Sources from the PetroChina said the output growth is the highest since CNPC's listing in Hong Kong.

China's oil output growth in the first quarter is mainly from the oilfields in West China and China's offshore regions.

Take an example of the Changqing oilfield in west China's Shaanxi Province. Belonging to the CNPC, the oilfield claimed a sharp output rise of 31 percent based on the growth of 16.77 percent of last year to 215,000 barrels per day.

Compared with land oilfields, China's offshore oilfields boast a double digits growth in the first quarter of 2005.

According to quarterly report from by China National Offshore Oil Corporation (CNOOC), China' biggest offshore oil producer, the daily net oil and natural gas output of CNOOC Ltd. reached 411,424 barrels per day with a year-on-year growth of 13.4 percent. The average daily output of crude and condensed oil is 351,579 barrels, growing 14.5 percent over the same period of last year.

Xiao Zongwei, spokesman for the CNOOC Ltd., confirmed that CNOOC's most output growth is from its newly completed projects in Bohai Bay and South China Sea.

The six oilfields put into production in the later half of 2004 contributed a lot to the rapid growth of CNOOC's output in the first quarter, acknowledged Xiao.

With the nine projects that are going to be put into operation this year, CNOOC expects an output growth of 15 percent in 2005, Xiao said.

As for the China Petroleum and Chemical Corporation (Sinopec), China's biggest oil refinery and one of the major oil producers of the country, retaining a daily crude oil output of 780,000 barrels per day, it witnessed a year-on-year growth of natural gas output of 5.3 percent. The price of crude oil produced by Sinopec rose by 26.73 percent year-on-year to nearly US$35 per barrel in the first quarter.

Upon the background that the international oil price remaining at a high level of about US$50  per barrel, it is reasonable for China's oil producers to expand their output capacity as the profits margin has been greatly enlarged, said Shan Weiguo.
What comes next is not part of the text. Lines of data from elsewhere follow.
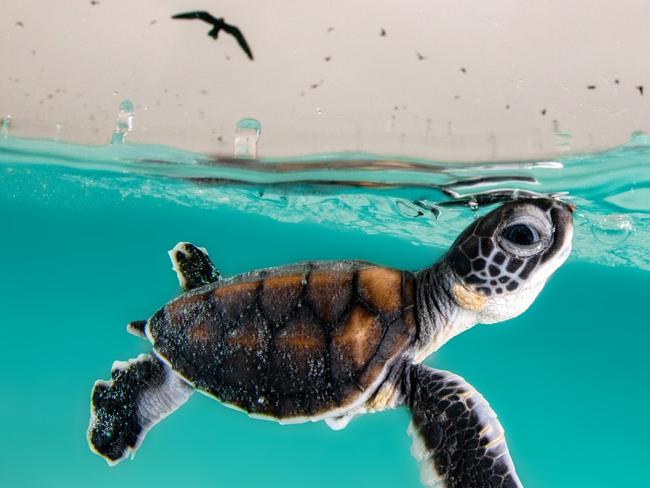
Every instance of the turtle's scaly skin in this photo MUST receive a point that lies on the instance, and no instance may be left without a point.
(301, 341)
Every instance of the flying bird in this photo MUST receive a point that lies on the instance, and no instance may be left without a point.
(218, 25)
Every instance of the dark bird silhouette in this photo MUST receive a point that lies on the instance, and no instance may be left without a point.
(218, 25)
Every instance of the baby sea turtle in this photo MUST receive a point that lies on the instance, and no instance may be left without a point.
(332, 340)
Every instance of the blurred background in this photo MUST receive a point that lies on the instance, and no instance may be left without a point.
(440, 79)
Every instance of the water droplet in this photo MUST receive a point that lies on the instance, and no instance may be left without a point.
(564, 141)
(612, 230)
(247, 132)
(5, 126)
(123, 122)
(58, 128)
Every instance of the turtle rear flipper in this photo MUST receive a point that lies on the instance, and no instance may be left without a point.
(141, 393)
(456, 436)
(193, 266)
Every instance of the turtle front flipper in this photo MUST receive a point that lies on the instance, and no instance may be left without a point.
(193, 266)
(456, 435)
(141, 393)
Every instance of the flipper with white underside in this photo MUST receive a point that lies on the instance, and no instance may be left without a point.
(140, 394)
(456, 436)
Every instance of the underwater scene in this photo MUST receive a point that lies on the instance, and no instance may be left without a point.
(86, 232)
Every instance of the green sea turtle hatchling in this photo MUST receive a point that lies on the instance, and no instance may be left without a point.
(332, 340)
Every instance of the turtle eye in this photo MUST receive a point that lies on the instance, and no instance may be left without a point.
(521, 234)
(525, 236)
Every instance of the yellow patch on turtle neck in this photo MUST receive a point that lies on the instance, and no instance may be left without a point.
(467, 298)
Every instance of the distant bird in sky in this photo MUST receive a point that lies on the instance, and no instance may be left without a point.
(218, 25)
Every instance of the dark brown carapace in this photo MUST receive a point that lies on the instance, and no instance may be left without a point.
(300, 341)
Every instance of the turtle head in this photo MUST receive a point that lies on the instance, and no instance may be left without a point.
(502, 261)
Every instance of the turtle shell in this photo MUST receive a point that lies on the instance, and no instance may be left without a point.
(296, 342)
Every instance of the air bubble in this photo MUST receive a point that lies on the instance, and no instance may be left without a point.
(5, 126)
(123, 122)
(247, 132)
(612, 230)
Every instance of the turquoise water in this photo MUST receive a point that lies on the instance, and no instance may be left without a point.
(85, 232)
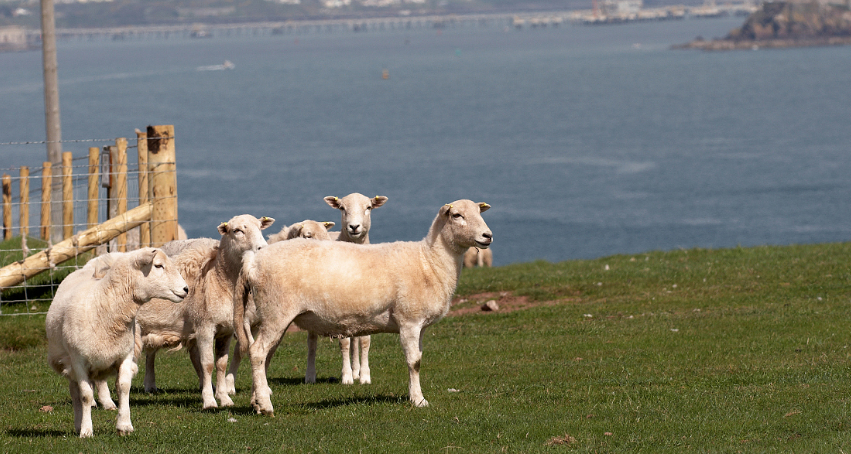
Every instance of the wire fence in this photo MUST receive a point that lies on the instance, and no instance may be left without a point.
(57, 217)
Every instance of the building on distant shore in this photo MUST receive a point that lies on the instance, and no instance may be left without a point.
(13, 38)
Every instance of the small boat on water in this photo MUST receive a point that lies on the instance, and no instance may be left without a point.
(226, 65)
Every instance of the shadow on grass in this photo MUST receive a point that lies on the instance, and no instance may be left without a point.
(377, 399)
(35, 433)
(290, 381)
(323, 404)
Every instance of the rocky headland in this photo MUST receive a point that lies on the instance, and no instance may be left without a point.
(785, 24)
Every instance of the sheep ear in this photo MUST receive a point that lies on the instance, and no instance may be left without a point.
(332, 201)
(378, 200)
(294, 231)
(146, 258)
(100, 270)
(265, 222)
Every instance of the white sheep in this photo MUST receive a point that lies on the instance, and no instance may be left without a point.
(204, 322)
(91, 326)
(356, 220)
(336, 288)
(308, 229)
(303, 229)
(478, 257)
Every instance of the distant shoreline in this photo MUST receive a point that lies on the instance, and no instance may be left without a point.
(756, 44)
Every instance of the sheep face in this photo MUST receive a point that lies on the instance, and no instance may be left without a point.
(310, 230)
(159, 278)
(355, 209)
(243, 234)
(464, 227)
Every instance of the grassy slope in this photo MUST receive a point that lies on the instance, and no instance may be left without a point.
(685, 351)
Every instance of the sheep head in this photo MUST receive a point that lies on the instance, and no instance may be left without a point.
(355, 211)
(463, 226)
(243, 234)
(157, 277)
(310, 230)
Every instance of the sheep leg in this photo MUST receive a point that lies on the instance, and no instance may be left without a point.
(103, 395)
(205, 346)
(196, 363)
(310, 374)
(77, 403)
(234, 366)
(150, 374)
(411, 337)
(266, 341)
(355, 358)
(126, 371)
(345, 347)
(237, 359)
(365, 377)
(83, 402)
(222, 347)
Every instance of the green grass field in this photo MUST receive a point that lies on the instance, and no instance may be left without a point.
(735, 350)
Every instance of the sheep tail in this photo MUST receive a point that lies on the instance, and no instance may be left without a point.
(240, 299)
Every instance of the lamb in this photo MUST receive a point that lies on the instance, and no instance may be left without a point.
(336, 288)
(303, 229)
(92, 321)
(204, 321)
(478, 257)
(356, 221)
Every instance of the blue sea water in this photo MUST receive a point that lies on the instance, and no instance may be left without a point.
(587, 141)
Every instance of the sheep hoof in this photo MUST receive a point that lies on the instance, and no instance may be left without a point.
(109, 405)
(209, 405)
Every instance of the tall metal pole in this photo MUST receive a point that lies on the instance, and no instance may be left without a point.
(51, 106)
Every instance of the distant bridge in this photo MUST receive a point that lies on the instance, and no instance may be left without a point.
(513, 20)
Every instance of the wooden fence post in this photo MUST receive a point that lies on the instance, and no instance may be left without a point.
(94, 176)
(142, 148)
(7, 207)
(67, 195)
(163, 182)
(46, 176)
(119, 187)
(25, 202)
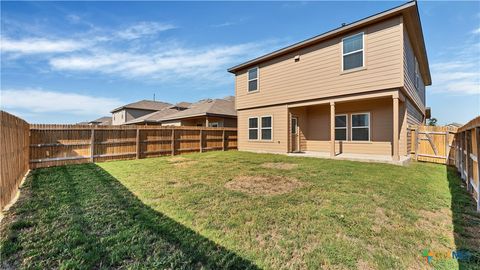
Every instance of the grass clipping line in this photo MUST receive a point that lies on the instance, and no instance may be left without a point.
(280, 165)
(181, 162)
(261, 185)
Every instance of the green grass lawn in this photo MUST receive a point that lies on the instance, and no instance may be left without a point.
(228, 210)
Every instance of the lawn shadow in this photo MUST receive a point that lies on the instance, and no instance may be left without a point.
(103, 224)
(466, 221)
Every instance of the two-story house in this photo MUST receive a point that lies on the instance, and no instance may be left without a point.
(355, 89)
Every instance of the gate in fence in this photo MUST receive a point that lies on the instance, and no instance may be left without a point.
(433, 144)
(451, 146)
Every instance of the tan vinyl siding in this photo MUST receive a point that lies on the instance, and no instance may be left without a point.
(403, 143)
(417, 95)
(318, 74)
(280, 130)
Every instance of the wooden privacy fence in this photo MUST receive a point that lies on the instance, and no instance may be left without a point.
(451, 146)
(433, 143)
(467, 148)
(14, 146)
(54, 145)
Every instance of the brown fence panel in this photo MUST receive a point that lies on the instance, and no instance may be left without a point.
(458, 147)
(433, 143)
(53, 145)
(14, 156)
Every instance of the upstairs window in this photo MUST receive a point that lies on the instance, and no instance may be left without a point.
(352, 52)
(361, 127)
(253, 79)
(253, 128)
(266, 131)
(341, 127)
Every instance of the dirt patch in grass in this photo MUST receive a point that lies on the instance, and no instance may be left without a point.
(280, 165)
(380, 220)
(262, 185)
(185, 164)
(181, 162)
(177, 159)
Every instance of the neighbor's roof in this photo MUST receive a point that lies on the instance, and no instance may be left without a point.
(154, 117)
(183, 104)
(105, 120)
(411, 19)
(149, 105)
(212, 107)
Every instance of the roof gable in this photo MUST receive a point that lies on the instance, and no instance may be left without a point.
(412, 21)
(149, 105)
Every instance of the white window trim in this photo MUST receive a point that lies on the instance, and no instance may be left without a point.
(258, 81)
(260, 128)
(369, 124)
(346, 127)
(257, 128)
(363, 52)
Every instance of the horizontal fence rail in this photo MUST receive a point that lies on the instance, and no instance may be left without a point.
(459, 147)
(14, 147)
(54, 145)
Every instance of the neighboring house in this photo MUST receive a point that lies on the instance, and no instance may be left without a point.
(105, 120)
(455, 125)
(208, 112)
(153, 118)
(123, 114)
(353, 90)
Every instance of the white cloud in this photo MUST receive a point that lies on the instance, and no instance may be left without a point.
(171, 62)
(43, 101)
(144, 29)
(117, 53)
(40, 45)
(459, 73)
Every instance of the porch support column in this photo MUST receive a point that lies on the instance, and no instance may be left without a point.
(396, 116)
(332, 129)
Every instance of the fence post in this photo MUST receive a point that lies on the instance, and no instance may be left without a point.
(477, 137)
(447, 148)
(416, 143)
(223, 140)
(92, 145)
(467, 161)
(460, 143)
(201, 141)
(173, 141)
(138, 144)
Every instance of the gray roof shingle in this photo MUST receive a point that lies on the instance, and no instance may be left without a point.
(148, 105)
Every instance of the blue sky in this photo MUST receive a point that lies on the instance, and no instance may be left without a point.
(65, 62)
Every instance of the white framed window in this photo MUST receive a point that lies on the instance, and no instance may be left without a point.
(253, 128)
(353, 52)
(253, 79)
(341, 130)
(360, 126)
(266, 128)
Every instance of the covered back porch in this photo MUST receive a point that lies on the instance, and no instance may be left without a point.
(369, 127)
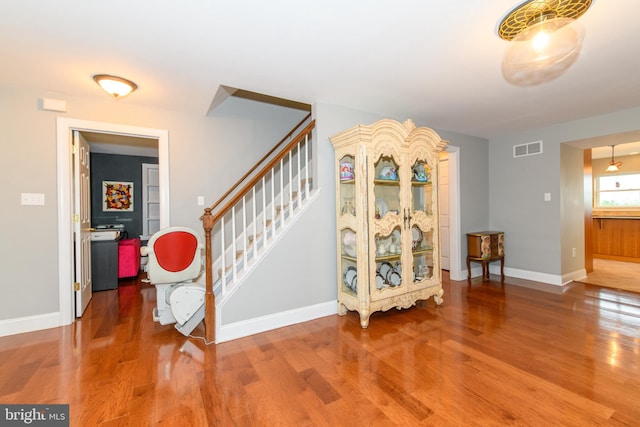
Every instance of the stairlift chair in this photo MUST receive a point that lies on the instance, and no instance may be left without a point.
(174, 262)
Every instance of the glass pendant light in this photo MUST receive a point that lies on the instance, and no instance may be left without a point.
(545, 40)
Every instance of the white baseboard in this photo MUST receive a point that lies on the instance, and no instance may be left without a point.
(29, 324)
(269, 322)
(551, 279)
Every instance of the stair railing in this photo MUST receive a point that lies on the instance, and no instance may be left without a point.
(238, 192)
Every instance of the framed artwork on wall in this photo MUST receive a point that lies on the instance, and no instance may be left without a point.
(117, 196)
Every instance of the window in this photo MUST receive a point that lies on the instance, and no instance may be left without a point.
(617, 191)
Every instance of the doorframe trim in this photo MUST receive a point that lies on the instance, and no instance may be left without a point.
(455, 252)
(64, 128)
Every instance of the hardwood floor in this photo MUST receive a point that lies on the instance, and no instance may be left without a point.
(615, 274)
(494, 354)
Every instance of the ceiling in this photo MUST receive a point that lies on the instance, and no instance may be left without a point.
(436, 62)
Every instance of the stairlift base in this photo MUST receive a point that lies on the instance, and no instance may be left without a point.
(187, 327)
(182, 304)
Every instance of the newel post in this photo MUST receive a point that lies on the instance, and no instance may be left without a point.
(210, 302)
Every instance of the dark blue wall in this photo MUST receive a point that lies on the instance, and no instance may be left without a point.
(113, 167)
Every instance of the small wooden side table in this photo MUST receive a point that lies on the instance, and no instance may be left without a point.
(485, 247)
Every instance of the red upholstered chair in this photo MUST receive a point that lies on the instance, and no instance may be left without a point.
(175, 261)
(128, 258)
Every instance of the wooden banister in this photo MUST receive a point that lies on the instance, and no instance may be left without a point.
(263, 172)
(209, 301)
(254, 167)
(209, 219)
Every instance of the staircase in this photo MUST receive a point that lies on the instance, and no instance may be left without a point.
(242, 226)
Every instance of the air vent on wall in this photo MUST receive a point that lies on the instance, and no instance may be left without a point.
(528, 149)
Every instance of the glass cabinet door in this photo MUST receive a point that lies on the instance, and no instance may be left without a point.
(422, 253)
(421, 188)
(388, 260)
(348, 263)
(347, 186)
(386, 187)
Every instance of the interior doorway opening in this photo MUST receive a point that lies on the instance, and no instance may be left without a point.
(65, 129)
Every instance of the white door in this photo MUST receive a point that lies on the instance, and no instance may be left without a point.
(443, 197)
(81, 222)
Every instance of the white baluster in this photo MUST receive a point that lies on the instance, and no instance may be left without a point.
(223, 276)
(234, 246)
(244, 232)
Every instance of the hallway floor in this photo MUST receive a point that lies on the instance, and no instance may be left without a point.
(614, 274)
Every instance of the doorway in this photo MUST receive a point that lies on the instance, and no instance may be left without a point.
(65, 128)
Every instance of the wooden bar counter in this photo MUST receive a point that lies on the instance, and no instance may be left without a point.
(616, 237)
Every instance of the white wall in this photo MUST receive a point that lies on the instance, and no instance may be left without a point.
(536, 233)
(207, 155)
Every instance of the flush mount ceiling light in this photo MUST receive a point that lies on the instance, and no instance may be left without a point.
(545, 39)
(613, 165)
(115, 86)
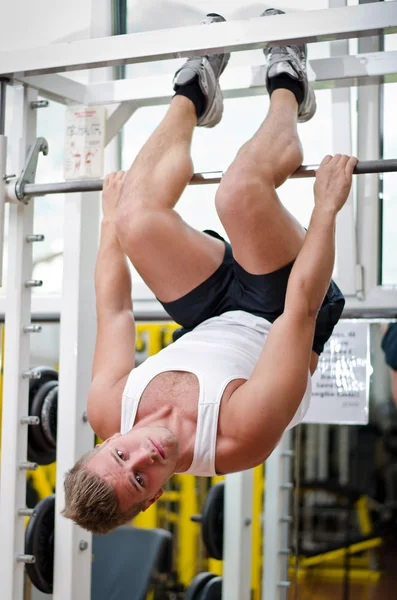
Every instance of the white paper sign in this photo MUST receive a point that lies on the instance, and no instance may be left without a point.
(84, 142)
(340, 385)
On the other hand, based on the policy of meeting domestic demand for energy resources mainly by increasing domestic output capacity, the Chinese government has issued and will issue more preferential policies to encourage China's oil producers to tap further the potential of China's oil output capacity, said Shan.

Data show that China invests billions of US dollars in the exploration and development sector of the country's oil industry every year.

In the first quarter, Sinopec spent 4.451 billion yuan (some US$538 million) in building a new oil output capacity of 600,000 tons per year and a new natural gas output capacity of 90 million cubic meters per year.

The investment of CNOOC in the sector of exploration and development in the first quarter is 3.3368 billion yuan (some US$403 million), a rise of 53.88 percent over the same period of last year.